Ferrari Driver Academy

Bereits abgezeichnet hatte sich die Aufnahme von Oliver Bearman in die FDA. Der 16jährige Brite dominierte letztes Jahr die Formel 4-Welt und holte sowohl in der deutschen als auch in der starken italienischen Serie den Titel, nebenbei noch einzelne Siege bei Gastauftritten in der britischen F3/GB3. Bearman wird direkt in die Formel 3 aufsteigen, was einen großen Schritt darstellt, der auch schiefgehen kann. Allerdings tritt er für Prema Racing an, die die F3 seit Anbeginn der neuen Ära dominieren (aber 2021 den Team-Titel knapp an Trident verloren), was dieses Risiko minimiert.

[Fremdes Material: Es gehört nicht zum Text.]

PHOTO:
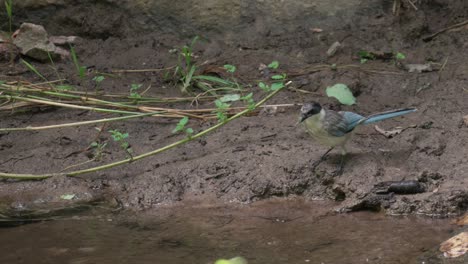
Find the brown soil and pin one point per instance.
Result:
(266, 155)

In der FDA verbleiben Dino Beganovic, Arthur Leclerc und James Wharton, von denen später noch die Rede sein wird, sowie Mick Schumacher und Maya Weug. Auch Robert Shwartzman bleibt Mitglied der Akademie, wird aber keine dritte Saison in der Formel 2 starten. Angekündigt sind Test- und Trainingseinsätze in der F1. Möglicherweise behält Ferrari ihn auch für den Hypercar-Einsatz in der Hinterhand und wird in 2022 noch vereinzelt im GT-Bereich einsetzen, ähnlich wie Callum Ilott in der vergangenen Saison. Ich hatte auf das neue Prema-LMP2-Team spekuliert, doch dort sind keine FDA-Mitglieder gemeldet.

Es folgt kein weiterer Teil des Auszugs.